In data analysis work, we often encounter scenarios where we need to extract tabular data from PDF files. However, directly copying tables from PDF often results in formatting chaos and data misalignment. This article will guide you step by step on how to use the Spire.PDF for Python library to quickly and accurately identify and extract tables from PDF, and save the data in common formats such as CSV and Excel.

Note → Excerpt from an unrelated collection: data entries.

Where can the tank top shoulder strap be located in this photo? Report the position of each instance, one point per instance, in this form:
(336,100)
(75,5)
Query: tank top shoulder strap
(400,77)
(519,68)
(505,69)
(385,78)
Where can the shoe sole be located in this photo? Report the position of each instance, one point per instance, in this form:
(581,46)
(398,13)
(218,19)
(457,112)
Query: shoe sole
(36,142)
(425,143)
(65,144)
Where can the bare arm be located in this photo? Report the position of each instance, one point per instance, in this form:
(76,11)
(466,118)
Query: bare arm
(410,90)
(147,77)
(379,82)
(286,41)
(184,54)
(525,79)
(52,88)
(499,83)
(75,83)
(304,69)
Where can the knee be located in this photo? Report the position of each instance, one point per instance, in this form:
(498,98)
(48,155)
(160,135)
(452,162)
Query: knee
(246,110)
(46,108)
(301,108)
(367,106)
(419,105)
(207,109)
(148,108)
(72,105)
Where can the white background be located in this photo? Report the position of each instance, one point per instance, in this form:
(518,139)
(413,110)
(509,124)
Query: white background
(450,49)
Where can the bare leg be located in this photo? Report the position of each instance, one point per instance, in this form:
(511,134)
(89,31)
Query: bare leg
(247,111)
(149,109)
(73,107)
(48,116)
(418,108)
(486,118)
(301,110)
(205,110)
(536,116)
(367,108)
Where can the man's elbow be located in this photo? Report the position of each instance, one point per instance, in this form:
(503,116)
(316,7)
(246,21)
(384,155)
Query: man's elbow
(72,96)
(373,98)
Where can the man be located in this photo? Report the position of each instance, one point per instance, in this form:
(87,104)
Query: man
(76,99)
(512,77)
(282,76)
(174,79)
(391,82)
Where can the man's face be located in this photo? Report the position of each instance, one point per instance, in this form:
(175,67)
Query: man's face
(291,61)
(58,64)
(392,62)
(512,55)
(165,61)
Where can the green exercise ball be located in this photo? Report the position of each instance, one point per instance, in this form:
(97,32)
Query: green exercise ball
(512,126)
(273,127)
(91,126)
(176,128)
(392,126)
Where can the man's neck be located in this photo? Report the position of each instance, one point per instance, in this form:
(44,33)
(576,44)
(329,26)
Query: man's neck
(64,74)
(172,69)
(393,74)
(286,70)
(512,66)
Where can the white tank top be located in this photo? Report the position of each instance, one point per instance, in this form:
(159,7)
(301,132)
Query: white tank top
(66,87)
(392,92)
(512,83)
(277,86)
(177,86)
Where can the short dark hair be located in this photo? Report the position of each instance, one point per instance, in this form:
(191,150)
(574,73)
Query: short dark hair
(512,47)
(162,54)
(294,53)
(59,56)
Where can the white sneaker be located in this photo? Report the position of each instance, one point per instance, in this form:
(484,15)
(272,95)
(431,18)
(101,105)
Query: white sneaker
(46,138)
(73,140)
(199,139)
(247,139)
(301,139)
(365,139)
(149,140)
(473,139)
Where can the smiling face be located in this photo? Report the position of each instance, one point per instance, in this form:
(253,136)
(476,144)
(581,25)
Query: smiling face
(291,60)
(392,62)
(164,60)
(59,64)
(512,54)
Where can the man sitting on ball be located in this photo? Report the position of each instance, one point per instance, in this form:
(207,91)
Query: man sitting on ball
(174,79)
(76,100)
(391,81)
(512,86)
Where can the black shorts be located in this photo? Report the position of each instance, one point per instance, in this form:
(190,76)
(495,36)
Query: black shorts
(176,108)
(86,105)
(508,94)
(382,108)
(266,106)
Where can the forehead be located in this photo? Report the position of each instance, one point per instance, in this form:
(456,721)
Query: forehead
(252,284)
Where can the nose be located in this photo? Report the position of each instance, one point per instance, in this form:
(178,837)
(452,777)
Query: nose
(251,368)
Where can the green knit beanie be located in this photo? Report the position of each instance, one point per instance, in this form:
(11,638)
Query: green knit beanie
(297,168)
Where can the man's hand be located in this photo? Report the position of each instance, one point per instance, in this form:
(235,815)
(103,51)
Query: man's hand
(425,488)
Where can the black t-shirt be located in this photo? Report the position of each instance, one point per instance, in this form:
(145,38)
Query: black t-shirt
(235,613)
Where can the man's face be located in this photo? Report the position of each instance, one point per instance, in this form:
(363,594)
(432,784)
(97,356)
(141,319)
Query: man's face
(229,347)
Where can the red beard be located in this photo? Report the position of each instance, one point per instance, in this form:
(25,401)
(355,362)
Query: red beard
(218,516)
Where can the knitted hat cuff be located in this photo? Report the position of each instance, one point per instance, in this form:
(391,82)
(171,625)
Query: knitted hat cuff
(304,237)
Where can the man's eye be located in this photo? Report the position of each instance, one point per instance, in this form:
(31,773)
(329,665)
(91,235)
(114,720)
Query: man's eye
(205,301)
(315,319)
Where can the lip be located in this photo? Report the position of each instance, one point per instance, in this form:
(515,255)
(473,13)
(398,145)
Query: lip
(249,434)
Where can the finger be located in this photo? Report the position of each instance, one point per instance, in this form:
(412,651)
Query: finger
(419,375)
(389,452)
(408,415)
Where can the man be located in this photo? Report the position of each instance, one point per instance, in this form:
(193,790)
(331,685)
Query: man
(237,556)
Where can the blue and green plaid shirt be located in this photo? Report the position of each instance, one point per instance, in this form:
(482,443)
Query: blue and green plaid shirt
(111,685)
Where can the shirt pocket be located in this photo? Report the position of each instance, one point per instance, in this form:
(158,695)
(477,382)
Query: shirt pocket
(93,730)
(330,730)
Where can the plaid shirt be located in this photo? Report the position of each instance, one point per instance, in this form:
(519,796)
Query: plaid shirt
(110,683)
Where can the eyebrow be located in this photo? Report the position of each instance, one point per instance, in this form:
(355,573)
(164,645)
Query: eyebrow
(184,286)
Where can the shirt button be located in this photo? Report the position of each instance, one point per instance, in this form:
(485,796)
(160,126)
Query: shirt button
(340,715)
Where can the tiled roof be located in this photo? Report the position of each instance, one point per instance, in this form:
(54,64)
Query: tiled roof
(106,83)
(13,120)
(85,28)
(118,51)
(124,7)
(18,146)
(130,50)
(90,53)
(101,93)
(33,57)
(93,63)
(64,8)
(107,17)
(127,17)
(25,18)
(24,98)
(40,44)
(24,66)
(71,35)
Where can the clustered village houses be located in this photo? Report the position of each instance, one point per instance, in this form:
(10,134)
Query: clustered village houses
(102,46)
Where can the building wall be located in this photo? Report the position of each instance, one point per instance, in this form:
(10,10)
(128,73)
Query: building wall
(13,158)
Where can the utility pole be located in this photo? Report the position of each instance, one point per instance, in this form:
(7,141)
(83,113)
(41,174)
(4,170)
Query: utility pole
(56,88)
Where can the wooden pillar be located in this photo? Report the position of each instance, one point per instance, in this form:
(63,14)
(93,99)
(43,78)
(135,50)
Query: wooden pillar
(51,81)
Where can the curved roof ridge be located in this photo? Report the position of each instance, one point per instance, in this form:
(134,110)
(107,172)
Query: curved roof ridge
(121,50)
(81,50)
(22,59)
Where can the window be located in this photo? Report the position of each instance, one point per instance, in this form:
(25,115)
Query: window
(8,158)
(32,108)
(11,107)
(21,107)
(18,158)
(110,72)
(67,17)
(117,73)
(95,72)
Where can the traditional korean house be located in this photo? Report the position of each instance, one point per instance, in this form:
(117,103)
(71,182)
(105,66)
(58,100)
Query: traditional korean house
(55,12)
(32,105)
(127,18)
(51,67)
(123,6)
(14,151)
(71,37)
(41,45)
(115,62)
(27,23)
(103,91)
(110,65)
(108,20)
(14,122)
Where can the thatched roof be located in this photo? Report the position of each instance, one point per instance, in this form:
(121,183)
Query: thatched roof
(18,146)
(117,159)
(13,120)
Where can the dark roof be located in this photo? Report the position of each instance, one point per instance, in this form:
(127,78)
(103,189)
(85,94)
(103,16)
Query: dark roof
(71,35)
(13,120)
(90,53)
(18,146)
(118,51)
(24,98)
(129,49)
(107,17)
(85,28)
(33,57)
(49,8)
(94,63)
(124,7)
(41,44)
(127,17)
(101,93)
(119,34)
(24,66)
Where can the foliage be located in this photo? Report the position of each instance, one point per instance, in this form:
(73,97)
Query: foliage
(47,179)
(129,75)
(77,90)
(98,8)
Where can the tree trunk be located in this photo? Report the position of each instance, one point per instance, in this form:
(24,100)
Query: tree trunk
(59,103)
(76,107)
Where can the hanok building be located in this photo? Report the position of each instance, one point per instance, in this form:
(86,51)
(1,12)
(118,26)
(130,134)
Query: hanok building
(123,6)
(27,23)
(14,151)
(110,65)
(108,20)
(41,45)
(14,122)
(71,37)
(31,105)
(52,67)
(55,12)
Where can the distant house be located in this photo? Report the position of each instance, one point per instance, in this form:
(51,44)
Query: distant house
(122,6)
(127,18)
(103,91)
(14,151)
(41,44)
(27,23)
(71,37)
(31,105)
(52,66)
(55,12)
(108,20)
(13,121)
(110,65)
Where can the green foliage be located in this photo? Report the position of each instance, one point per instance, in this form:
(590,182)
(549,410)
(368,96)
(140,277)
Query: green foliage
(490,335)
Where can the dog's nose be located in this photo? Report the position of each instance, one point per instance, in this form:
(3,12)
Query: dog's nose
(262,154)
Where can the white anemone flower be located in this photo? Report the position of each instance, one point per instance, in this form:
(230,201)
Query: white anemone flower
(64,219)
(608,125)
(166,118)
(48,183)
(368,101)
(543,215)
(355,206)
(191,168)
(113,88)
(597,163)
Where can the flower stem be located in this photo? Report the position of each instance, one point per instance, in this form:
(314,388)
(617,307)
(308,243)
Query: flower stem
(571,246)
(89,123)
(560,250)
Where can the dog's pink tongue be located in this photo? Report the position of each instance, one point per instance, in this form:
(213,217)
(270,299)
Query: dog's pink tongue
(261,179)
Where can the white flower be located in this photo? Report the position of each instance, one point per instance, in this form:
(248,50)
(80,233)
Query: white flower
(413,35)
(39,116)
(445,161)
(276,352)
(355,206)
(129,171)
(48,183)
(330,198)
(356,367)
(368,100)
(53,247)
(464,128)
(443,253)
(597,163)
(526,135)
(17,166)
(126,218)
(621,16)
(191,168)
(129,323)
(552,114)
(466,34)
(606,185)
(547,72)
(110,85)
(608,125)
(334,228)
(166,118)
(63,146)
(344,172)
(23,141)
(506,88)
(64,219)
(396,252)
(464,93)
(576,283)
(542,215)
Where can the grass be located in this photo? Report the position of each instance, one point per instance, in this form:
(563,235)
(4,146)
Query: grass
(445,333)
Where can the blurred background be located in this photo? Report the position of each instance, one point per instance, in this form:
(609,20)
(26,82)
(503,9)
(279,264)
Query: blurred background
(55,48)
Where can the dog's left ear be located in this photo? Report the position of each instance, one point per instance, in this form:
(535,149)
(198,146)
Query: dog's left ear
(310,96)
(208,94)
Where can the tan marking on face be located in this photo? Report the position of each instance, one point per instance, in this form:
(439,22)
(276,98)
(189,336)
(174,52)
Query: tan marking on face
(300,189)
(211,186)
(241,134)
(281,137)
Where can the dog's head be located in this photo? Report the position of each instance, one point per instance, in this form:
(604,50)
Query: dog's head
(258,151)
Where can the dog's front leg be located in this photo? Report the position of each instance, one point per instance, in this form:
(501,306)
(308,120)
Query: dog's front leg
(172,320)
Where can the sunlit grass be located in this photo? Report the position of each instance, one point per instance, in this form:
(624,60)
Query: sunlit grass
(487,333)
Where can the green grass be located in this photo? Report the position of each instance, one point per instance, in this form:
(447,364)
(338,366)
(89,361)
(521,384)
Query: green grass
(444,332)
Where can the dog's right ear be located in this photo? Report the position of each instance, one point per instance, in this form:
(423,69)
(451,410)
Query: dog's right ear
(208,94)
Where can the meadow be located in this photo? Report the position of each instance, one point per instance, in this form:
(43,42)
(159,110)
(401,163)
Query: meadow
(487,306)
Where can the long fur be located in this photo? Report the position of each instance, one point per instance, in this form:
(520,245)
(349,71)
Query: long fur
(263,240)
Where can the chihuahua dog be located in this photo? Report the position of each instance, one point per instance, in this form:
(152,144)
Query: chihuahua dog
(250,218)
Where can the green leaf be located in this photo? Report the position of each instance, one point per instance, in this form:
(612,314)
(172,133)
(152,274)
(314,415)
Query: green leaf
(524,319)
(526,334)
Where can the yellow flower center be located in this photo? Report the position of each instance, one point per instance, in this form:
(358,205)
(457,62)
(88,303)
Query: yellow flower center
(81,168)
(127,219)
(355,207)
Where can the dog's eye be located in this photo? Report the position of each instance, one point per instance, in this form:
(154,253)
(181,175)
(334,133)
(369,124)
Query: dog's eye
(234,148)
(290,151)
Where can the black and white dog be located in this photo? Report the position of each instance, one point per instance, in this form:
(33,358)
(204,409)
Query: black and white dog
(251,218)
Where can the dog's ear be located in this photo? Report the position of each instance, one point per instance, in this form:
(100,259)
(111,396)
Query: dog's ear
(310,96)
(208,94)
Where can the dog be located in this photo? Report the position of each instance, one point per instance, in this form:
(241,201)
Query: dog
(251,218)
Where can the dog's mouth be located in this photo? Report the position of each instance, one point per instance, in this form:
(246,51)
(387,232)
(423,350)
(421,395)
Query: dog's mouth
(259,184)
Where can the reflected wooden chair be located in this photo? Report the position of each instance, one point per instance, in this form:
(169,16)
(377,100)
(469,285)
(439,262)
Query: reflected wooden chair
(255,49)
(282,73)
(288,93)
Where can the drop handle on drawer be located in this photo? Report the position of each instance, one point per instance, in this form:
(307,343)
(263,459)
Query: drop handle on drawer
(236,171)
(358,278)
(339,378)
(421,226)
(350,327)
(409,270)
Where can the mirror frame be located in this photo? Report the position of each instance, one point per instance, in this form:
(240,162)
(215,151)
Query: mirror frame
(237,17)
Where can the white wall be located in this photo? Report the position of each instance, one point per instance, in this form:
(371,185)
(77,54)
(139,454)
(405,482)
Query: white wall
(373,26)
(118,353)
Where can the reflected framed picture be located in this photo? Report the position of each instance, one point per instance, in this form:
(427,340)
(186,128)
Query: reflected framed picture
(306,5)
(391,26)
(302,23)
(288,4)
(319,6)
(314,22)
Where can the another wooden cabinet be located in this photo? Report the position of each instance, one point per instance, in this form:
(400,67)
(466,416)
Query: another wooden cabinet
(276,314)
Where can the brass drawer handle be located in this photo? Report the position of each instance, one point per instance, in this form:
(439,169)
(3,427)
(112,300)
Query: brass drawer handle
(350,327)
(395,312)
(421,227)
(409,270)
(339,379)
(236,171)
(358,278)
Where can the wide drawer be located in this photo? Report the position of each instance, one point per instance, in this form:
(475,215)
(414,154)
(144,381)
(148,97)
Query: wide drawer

1. Preparation: Installing Required Libraries
First, you need to install the Spire.PDF library. Open the terminal or command line and execute the following command:
pip install Spire.PDF
If you plan to export the extracted data to Excel format, it is recommended to also install pandas and openpyxl:
pip install pandas openpyxl
2. Core Code: Extracting Tables from PDF
The following code demonstrates how to extract tables from the first page of a PDF and print the cell contents row by row:
from spire.pdf import PdfDocument, PdfTableExtractor
# 1. Load PDF file
pdf = PdfDocument()
pdf.LoadFromFile("sample.pdf")
# 2. Create table extractor
table_extractor = PdfTableExtractor(pdf)
# 3. Extract all tables from the first page
tables = table_extractor.ExtractTable(0)
# 4. Iterate through each table
for table in tables:
row_count = table.GetRowCount()
column_count = table.GetColumnCount()
# Extract cell contents row by row
for i in range(row_count):
row_data = []
for j in range(column_count):
cell_text = table.GetText(i, j)
row_data.append(cell_text)
print(row_data)
Code Explanation
| Method | Purpose |
|---|---|
LoadFromFile() |
Loads a PDF file from the specified path |
PdfTableExtractor() |
Creates a table extractor instance |
ExtractTable(page number) |
Extracts all tables from the specified page, page number starts from 0 |
GetRowCount() / GetColumnCount()
|
Gets the number of rows and columns of the table |
GetText(row, column) |
Gets the text content of the specified cell |
3. Advanced Processing: Batch Extraction from Multi-page PDF
If the PDF contains multiple pages, you can use a loop to batch extract all tables:
from spire.pdf import PdfDocument, PdfTableExtractor
pdf = PdfDocument()
pdf.LoadFromFile("multi_page_report.pdf")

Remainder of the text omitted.